Then he told her about the photos.

“It couldn’t be our Nate, could it?” she asked, incredulous.

“Sure looked like him.”

“There has to be an explanation,” she said. “Maybe he was somewhere where he wasn’t supposed to be, or it was someone who just looked like him from a distance.”

“Could be.”

She paused. “When he was here last year, there did seem to be something different about him. He seemed kind of unmoored, don’t you think? Like he was really struggling with his own code?”

Joe nodded. They’d talked about it several times. He tried not to get miffed when Marybeth’s thoughts turned to Nate after she’d had several glasses of wine, but they often did.

She said, “I know he’s been through a lot and I can’t even imagine what that would be like. But still, I can’t see him turning into some kind of killer, can you?”

Joe said, “That’s what I hope to clear up.”

“I hope you do,” she said, gathering the thick plastic grain buckets and stacking them together near the hay bales.

While she did, Joe turned and pulled down a thick turnout blanket Marybeth used to cover her horses in cold weather after she rode them. The blanket was wide and covered with canvas on the outside but had soft fleece on the inside. He flipped it inside out and unfurled it with a gentle snap.

The sound made Marybeth turn around.

“What are you doing?” she asked.

He spread the blanket over a two-foot-high shelf of hay bales.

She said, “You’re not thinking what I think you’re thinking.”

When he didn’t respond, she said, “Are you?”

He reached behind him and turned off the light. It was suddenly dark, and the only light was from starlight outside the stall doors. The horses continued with the grum-grum-grum sound.

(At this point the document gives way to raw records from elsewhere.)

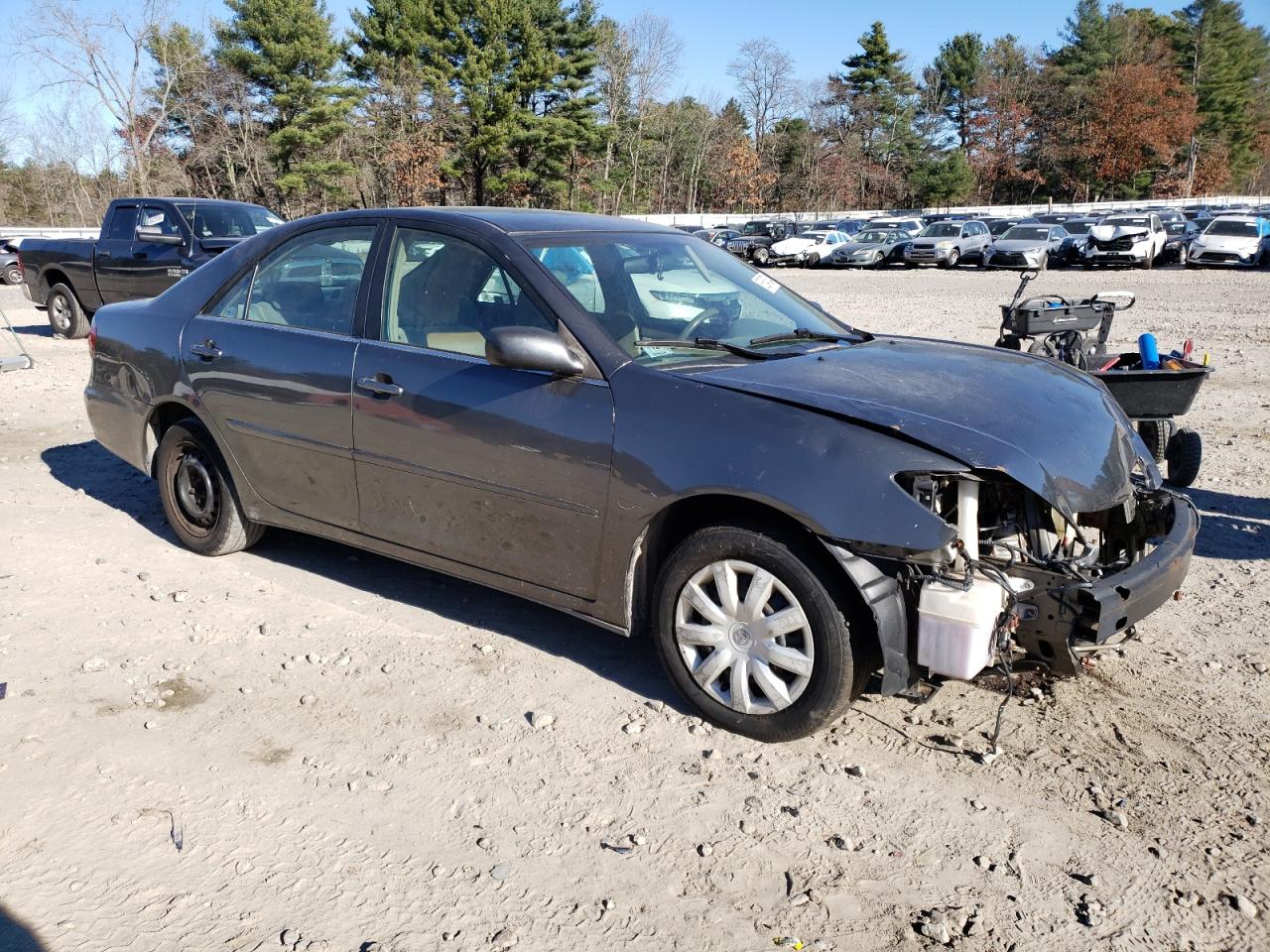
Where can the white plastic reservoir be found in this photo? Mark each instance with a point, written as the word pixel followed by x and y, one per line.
pixel 953 627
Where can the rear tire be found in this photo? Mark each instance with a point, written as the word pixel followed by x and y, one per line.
pixel 64 315
pixel 765 685
pixel 198 495
pixel 1185 453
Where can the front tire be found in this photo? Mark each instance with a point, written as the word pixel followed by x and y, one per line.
pixel 752 638
pixel 64 315
pixel 198 495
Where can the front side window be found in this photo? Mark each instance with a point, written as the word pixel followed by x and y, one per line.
pixel 643 287
pixel 313 281
pixel 155 217
pixel 444 294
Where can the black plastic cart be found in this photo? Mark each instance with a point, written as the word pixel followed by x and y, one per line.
pixel 1060 327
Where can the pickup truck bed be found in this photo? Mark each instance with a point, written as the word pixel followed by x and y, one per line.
pixel 146 246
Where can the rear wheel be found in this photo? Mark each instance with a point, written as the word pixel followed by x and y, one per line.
pixel 64 316
pixel 1184 454
pixel 752 638
pixel 197 494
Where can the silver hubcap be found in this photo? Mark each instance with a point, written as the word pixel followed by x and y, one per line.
pixel 743 638
pixel 195 492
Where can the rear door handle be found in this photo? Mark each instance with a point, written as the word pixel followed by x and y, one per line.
pixel 379 388
pixel 207 350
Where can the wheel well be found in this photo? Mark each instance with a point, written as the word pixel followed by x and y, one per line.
pixel 49 278
pixel 683 518
pixel 160 420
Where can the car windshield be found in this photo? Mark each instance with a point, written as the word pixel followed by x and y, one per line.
pixel 1234 229
pixel 1026 232
pixel 208 220
pixel 643 287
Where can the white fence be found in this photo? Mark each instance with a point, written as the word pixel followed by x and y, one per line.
pixel 711 218
pixel 17 232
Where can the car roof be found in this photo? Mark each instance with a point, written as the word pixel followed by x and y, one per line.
pixel 512 221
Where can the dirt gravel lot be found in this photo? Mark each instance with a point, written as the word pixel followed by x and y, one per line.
pixel 307 747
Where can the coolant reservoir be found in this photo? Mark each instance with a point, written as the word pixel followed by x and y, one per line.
pixel 953 627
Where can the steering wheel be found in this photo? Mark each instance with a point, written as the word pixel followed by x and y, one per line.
pixel 695 324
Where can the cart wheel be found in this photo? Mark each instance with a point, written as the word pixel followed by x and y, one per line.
pixel 1156 436
pixel 1184 454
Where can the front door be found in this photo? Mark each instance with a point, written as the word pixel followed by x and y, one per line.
pixel 500 468
pixel 272 362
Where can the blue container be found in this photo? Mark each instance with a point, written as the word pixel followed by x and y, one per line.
pixel 1148 352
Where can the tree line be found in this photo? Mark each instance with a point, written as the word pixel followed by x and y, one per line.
pixel 548 103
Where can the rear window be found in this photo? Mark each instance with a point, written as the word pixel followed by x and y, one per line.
pixel 123 223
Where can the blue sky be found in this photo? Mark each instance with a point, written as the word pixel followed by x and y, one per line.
pixel 818 35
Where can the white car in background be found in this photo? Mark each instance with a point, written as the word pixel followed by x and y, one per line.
pixel 1134 240
pixel 1232 241
pixel 818 244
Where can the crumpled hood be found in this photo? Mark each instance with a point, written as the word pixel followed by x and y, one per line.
pixel 1109 232
pixel 1051 428
pixel 792 246
pixel 1230 244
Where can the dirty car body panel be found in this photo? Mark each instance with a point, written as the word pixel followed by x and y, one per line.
pixel 557 488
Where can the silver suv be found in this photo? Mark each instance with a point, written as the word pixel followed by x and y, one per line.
pixel 948 243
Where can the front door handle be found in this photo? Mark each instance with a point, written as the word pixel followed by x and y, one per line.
pixel 379 388
pixel 207 350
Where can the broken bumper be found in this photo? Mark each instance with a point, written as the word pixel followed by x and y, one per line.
pixel 1061 622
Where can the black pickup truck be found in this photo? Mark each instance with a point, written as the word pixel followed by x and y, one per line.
pixel 146 246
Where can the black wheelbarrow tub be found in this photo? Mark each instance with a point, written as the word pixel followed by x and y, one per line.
pixel 1146 395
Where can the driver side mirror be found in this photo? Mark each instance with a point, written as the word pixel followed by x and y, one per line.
pixel 159 238
pixel 531 349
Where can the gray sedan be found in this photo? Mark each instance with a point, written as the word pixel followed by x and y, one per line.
pixel 1032 246
pixel 871 248
pixel 629 424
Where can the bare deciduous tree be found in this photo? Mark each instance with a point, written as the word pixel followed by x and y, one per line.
pixel 107 55
pixel 765 87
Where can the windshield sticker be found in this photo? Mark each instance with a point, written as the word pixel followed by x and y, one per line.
pixel 766 284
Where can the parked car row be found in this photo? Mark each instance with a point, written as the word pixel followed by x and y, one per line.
pixel 1132 238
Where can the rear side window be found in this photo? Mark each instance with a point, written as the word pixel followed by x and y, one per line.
pixel 123 223
pixel 313 281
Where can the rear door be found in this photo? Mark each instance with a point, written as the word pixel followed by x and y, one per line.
pixel 500 468
pixel 112 258
pixel 272 362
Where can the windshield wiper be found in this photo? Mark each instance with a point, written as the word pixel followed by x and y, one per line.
pixel 856 336
pixel 711 344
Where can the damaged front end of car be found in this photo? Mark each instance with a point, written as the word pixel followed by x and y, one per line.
pixel 1019 576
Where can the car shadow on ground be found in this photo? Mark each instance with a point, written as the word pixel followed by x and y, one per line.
pixel 630 662
pixel 16 936
pixel 1230 527
pixel 35 330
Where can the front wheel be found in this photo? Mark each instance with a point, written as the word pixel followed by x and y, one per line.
pixel 64 315
pixel 752 638
pixel 197 494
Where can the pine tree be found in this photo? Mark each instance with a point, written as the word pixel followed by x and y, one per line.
pixel 957 67
pixel 1227 66
pixel 287 51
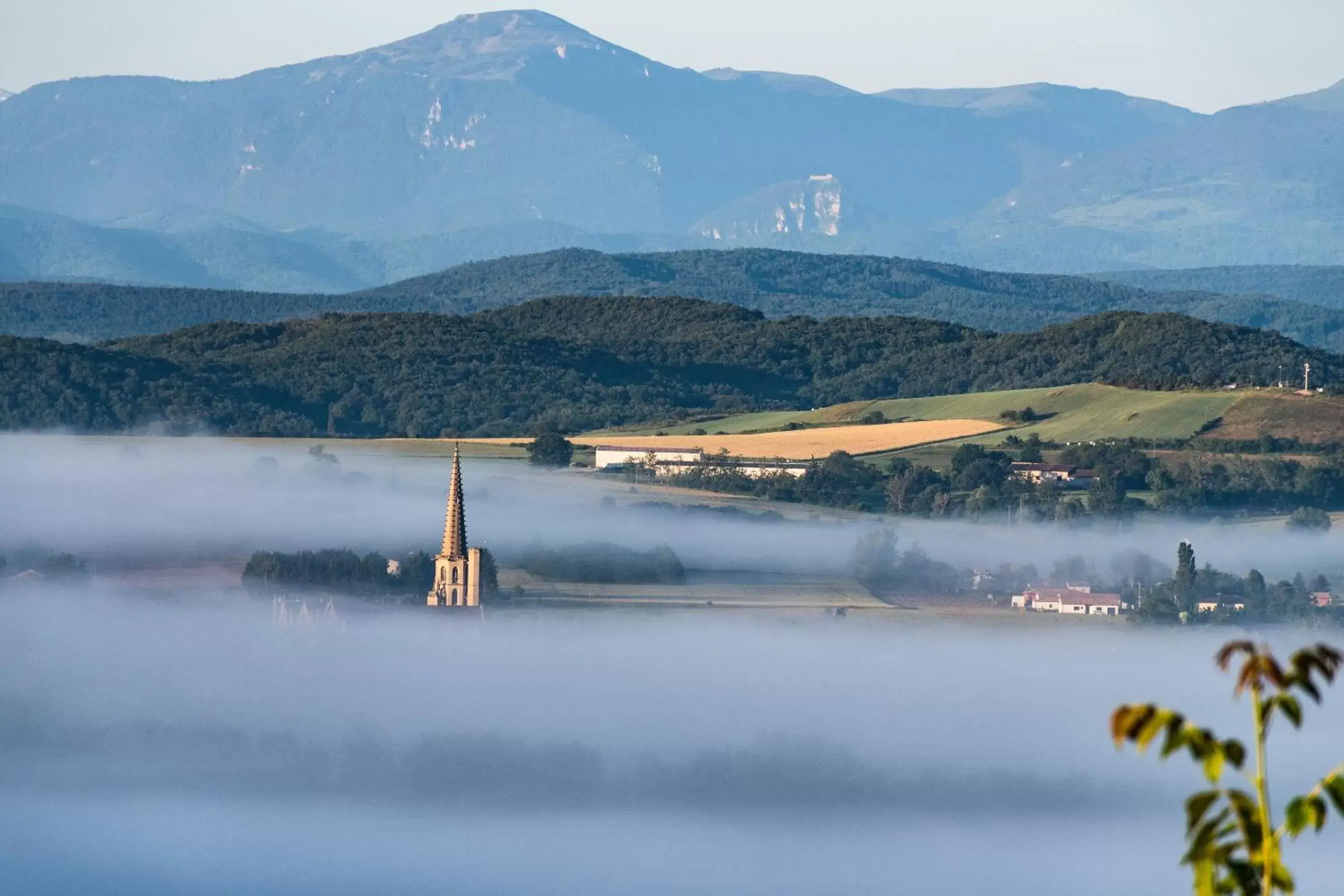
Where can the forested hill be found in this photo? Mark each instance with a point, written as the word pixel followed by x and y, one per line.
pixel 585 363
pixel 775 282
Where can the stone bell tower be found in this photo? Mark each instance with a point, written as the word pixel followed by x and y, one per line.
pixel 457 569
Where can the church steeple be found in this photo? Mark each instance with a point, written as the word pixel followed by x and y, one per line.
pixel 455 523
pixel 457 569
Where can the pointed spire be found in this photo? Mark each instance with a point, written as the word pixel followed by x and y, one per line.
pixel 455 525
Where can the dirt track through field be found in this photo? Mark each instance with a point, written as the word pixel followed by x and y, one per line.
pixel 803 445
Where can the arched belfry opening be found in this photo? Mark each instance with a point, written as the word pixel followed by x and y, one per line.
pixel 457 569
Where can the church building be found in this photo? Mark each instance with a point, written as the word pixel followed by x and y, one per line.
pixel 457 569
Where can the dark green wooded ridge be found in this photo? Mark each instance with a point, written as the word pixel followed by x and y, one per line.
pixel 585 363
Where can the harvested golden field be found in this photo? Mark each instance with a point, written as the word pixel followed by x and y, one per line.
pixel 803 445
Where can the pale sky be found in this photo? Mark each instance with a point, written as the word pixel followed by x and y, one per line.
pixel 1202 54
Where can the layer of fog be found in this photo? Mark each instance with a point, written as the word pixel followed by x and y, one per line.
pixel 181 747
pixel 148 500
pixel 190 746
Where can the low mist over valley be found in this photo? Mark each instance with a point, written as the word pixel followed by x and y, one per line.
pixel 498 461
pixel 156 691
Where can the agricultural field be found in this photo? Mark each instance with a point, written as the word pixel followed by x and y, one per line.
pixel 1070 413
pixel 803 445
pixel 1312 420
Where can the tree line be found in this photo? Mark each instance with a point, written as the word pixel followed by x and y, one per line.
pixel 574 364
pixel 367 577
pixel 979 483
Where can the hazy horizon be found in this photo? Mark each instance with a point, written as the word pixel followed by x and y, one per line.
pixel 1204 57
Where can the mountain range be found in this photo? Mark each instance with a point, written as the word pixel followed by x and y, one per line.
pixel 514 132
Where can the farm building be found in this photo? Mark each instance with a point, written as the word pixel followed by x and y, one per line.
pixel 1211 606
pixel 1073 600
pixel 670 461
pixel 1062 473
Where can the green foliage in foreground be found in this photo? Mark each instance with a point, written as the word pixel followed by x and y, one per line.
pixel 1234 844
pixel 588 363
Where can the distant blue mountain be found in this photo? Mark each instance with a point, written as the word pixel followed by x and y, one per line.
pixel 515 132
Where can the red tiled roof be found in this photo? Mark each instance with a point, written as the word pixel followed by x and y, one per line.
pixel 642 452
pixel 1068 595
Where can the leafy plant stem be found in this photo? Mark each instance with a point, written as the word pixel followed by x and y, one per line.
pixel 1271 839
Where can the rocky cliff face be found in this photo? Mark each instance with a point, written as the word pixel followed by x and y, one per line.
pixel 517 124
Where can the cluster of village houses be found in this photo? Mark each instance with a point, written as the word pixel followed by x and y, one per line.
pixel 1081 600
pixel 1073 598
pixel 670 461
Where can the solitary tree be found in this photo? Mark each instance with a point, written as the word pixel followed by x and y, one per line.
pixel 874 559
pixel 550 449
pixel 1183 588
pixel 1234 847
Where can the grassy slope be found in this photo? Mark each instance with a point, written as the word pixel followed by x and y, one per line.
pixel 1080 413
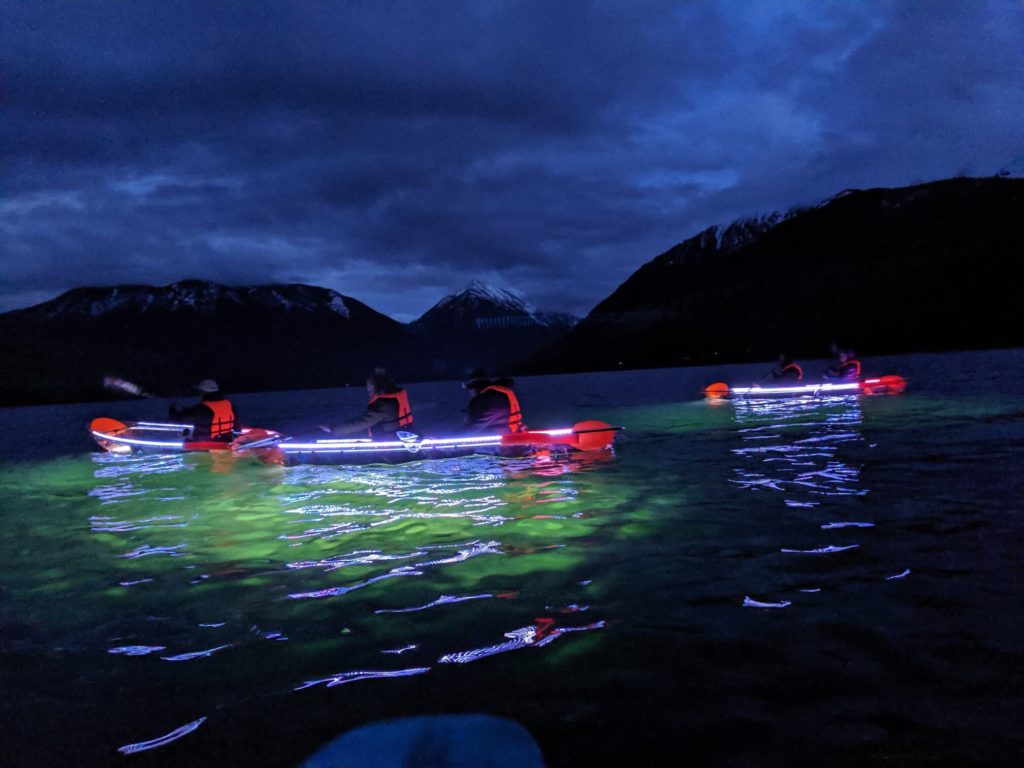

“Joe,” Marybeth whispered, “this is crazy. What if one of those girls comes out to check on us?”

He said, “Listen.”

From inside the house, he could faintly hear:

Black, yellow, brown, and white

Diversity makes the world seem right

Diversity, Dee-verse-i-teeeeee

Joe said, “Our house is filled with girls and I’m going to be gone for a while. Watching you and listening to you tonight… well, you know.”

“Oh, Joe,” she said. But she wasn’t angry.

* * *

When they were through, Joe buckled his belt in the dark and helped Marybeth find her missing boot. The singing inside still went on.

She said, “I can’t believe we just did that. I think I have hay stuck inside my pants.”

He laughed.

“And my horses probably watched the whole time. They probably thought you were attacking me or something.”

Joe pulled her close and tilted her head up and kissed her.

* * *

They held hands on the way to the house and didn’t let go until they reached the back door. Marybeth took a moment to comb bits of hay out of her hair with her fingers and smooth out her coat. She reached up and brushed several stalks of hay from Joe’s shoulders.

“I think we’re presentable now,” she said. Before going inside, she said, “I hope it’s not Nate.”

Slightly deflated, Joe said, “Me too.”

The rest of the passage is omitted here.